Los chinos, que son muy prácticos, dicen que si uno quiere organizar la provincia, primero tiene que organizarse él mismo, luego tiene que poner orden en su casa, en su barrio, en su municipio, en su comarca... total que para apaciguar la provincia hay que ser muy viejo y estar cargado de méritos y de paciencia, cosa que se aviene mal con la ansiedad.
Aquí, paciencia, poca. Pero por ansias que no quede: llamar infinitas a las nuestras es quedarse corto. Si Cervantes viviera escribiría una novela ejemplar titulada El zapatero ansioso.
Nuestras ansias de paz nos llevan a abrir fosas comunes, a perseguir a Pinochet sin tregua, a pedir reparaciones para los moriscos expulsados de España antes de Franco, a luchar con denuedo por los derechos de los babuinos... lo nuestro, ¡vaya!, no es ser prácticos. Lo global, lo global: ¡eso es lo es lo nuestro! Nosotros siempre a lo grande.
En Españita ya no hay pinos. ¿A quién le preocupa eso? Lo nuestro es el calentamiento global. ¿Vamos a plantar pinos? No, que eso es fascista. Lo que vamos a hacer es desmontar las centrales nucleares y poner molinillos de viento que dan mejor rollete. Las centrales nucleares se las dejamos a los franceses que son unos paletillos preocupados solamente por poner en orden sus provincias.
En Españita pasa con el agua como con todo: o calvo o tres pelucas. Inundaciones que harían temblar a Noé o una sequía de espanto. Pero como los embalses y los transvases son fascistas aquí andamos bebiendo agua de mar desalinizada; y el que quiera lujitos y se los pueda pagar que trasiegue San Pelegrino, Acqua Panna, que de algo tienen que vivir los italianos.
¿Oiga, eso de las desalinizadoras contamina? Sí, claro, pero solo contamina el Mediterráneo que, al fin al cabo es el Mare Nostrum. ¿A quien le preocupa eso? Lo nuestro es lo global: salvar focas.
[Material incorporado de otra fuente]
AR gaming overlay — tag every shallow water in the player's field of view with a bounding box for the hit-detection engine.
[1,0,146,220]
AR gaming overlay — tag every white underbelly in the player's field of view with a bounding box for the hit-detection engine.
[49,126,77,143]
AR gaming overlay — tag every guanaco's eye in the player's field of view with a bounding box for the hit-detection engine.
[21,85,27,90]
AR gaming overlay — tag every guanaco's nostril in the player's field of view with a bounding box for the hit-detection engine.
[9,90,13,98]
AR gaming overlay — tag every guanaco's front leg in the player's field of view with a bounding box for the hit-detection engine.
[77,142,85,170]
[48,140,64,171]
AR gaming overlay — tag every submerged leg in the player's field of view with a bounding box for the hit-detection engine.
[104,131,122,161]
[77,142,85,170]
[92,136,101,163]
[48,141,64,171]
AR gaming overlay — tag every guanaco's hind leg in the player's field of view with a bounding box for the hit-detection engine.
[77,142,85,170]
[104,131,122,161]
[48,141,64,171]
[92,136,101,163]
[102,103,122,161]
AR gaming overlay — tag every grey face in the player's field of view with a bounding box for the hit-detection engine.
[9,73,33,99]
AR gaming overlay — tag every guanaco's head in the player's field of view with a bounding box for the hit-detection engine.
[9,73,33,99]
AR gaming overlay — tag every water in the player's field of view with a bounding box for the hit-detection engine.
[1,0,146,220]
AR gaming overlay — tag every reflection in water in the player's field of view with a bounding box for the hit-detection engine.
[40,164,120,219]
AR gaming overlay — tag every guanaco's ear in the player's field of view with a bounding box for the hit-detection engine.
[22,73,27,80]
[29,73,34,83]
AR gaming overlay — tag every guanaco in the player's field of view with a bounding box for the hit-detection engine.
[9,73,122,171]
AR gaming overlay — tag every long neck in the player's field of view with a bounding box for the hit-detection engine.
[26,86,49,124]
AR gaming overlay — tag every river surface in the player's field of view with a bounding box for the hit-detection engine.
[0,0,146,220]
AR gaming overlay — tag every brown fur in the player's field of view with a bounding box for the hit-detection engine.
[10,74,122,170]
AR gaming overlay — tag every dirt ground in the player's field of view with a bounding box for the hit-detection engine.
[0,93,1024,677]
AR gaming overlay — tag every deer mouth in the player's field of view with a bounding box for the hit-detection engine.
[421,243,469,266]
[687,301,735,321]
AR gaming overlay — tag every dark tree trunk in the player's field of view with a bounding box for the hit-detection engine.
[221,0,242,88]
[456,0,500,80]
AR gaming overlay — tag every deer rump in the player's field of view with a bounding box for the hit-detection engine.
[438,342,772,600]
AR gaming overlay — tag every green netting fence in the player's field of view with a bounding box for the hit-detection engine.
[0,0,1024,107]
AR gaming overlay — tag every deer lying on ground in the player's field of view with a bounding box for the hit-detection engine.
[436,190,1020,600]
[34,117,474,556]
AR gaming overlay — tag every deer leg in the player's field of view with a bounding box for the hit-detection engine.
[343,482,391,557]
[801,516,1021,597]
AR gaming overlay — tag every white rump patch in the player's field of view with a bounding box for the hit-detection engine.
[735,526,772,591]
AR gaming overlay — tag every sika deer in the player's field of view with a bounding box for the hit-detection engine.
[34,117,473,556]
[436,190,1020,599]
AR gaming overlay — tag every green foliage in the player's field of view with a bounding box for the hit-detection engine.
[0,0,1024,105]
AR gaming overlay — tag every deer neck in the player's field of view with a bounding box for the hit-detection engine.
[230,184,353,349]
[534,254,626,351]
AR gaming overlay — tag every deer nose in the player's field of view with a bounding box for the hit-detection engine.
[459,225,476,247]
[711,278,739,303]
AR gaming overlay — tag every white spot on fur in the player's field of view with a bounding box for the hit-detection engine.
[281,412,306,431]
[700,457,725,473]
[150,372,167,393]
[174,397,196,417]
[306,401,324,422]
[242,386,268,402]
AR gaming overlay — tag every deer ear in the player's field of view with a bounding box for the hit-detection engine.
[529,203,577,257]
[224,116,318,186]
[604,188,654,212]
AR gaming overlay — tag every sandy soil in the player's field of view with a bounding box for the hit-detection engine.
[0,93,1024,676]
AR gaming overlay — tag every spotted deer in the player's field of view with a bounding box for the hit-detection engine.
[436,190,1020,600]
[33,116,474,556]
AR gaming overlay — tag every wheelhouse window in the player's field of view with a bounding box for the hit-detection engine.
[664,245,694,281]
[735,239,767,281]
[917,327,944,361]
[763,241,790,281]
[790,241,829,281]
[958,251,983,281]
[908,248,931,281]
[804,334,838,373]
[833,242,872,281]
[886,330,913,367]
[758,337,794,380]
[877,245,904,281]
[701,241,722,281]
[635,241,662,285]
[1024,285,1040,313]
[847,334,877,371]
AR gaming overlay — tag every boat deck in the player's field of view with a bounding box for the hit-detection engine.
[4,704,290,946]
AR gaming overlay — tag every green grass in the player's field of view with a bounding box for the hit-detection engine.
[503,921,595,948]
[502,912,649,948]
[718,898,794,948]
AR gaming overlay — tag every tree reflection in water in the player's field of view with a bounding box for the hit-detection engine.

Y así con todo, capturamos un pirata y nos sale carísimo y no sabemos qué hacer con él porque ni siquiera sabemos si es un pirata de verdad o es un bebé. En el primer caso habría que llevarlo a la ONU para que decidan y, en el segundo habría que devolvérselo a su madre deshaciendonos en excusas: lo sentimos mucho, señora, es que nuestro ejército -como Doña Bibiana Aído- no distingue muy bien y tiende a confundir cualquier ser vivo con un pirata.
Y así, desplegadas sobre la aldea global nuestras alas como ansias infinitas de paz, el mundo, atónito, nos mira y se pregunta: ¿será verdad tanta belleza?